Francis Atterbury and Matthew Prior had been among his close friends, and on 16 February Jonathan Swift recorded Duke's death in his Journal to Stella, describing him as a wit.

==Works==
He probably wrote much satirical verse, which can only be identified occasionally by internal evidence. Among works by Duke was the caustic satire on Titus Oates, printed by Nathanael Thompson, ‘A Panegyrick upon Oates,’ which is referred to in Duke's acknowledged companion poem, ‘An Epithalamium upon the Marriage of Captain William Bedloe,’ issued at Christmas 1679, and this was followed, near the end of August 1680, by ‘Funeral Tears upon the Death of Captain William Bedloe.’

He complimented the queen at Cambridge, September 1681. With Wentworth Dillon, 4th Earl of Roscommon, Duke wrote several lampoons on the Duke of Monmouth during his so-called progresses in the west. He wrote in 1683, while a fellow of Trinity, an ‘Ode on the Marriage of Prince George of Denmark and the Lady Anne.’ On the death of Charles II he produced a poem beginning ‘If the indulgent Muse,’ &c.

He translated the fifth elegy of Ovid's book i., the fourth and eighth odes of Horace, book ii.; the ninth ode (Horace and Lydia) of book iii., and the Cyclops, idyl xi., of Theocritus, for John Dryden, with whom he appears to have been on terms of friendship, although he addressed him elsewhere as ‘the unknown author of “Absalom and Achitophel.”’ He praised him in a poem for his adaptation of Troilus and Cressida; he also complimented Thomas Creech (for his Lucretius), Nathaniel Lee, Thomas Otway, and Edmund Waller. He translated two of Ovid's epistles in 1683.

He wrote several original Latin poems and a translation of Juvenal's fourth satire. To Dryden's third ‘Miscellany,’ 1693, he contributed anonymously two amatory songs. His ‘Detestation of Civil War’ is expressed in a poem ‘To the People of England.’ One of his Dryden ‘Miscellany’ poems, ‘Floriana,’ had in 1684 celebrated the Countess of Southampton.

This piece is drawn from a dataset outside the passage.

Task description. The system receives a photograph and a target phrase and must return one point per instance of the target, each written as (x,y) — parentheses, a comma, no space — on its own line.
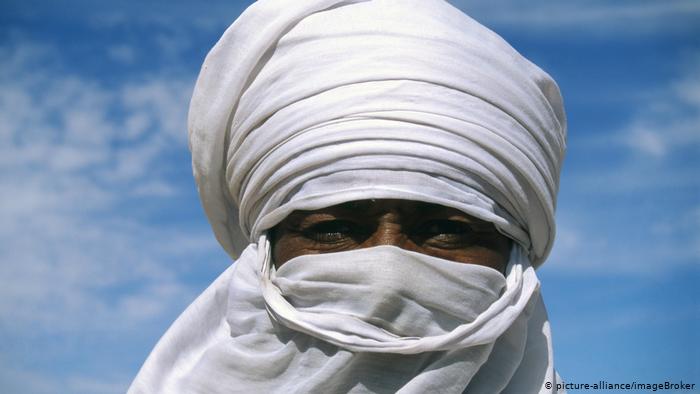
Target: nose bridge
(389,231)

Three of his sermons were separately published, while he was rector of Blaby and prebendary of Gloucester. A small volume of fifteen sermons, praised by Felton, was issued at Oxford in 1714.

Duke's ‘Poems upon Several Occasions’ were collected in 1717, and published in conjunction with those of Roscommon, including the fragmentary beginning of ‘The Review,’ declared to have been never before printed. Jacob Tonson says that it was written ‘a little after the publishing of Mr. Dryden's “Absalom and Achitophel,”’ November 1681; ‘he was persuaded to undertake it by Mr. Sheridan, then secretary to the Duke of York; but Mr. Duke, finding Mr. Sheridan designed to make use of his pen to vent his spleen against several persons at court that were of another party than that he was engaged in, broke off proceeding in it, and left it as it is now printed.’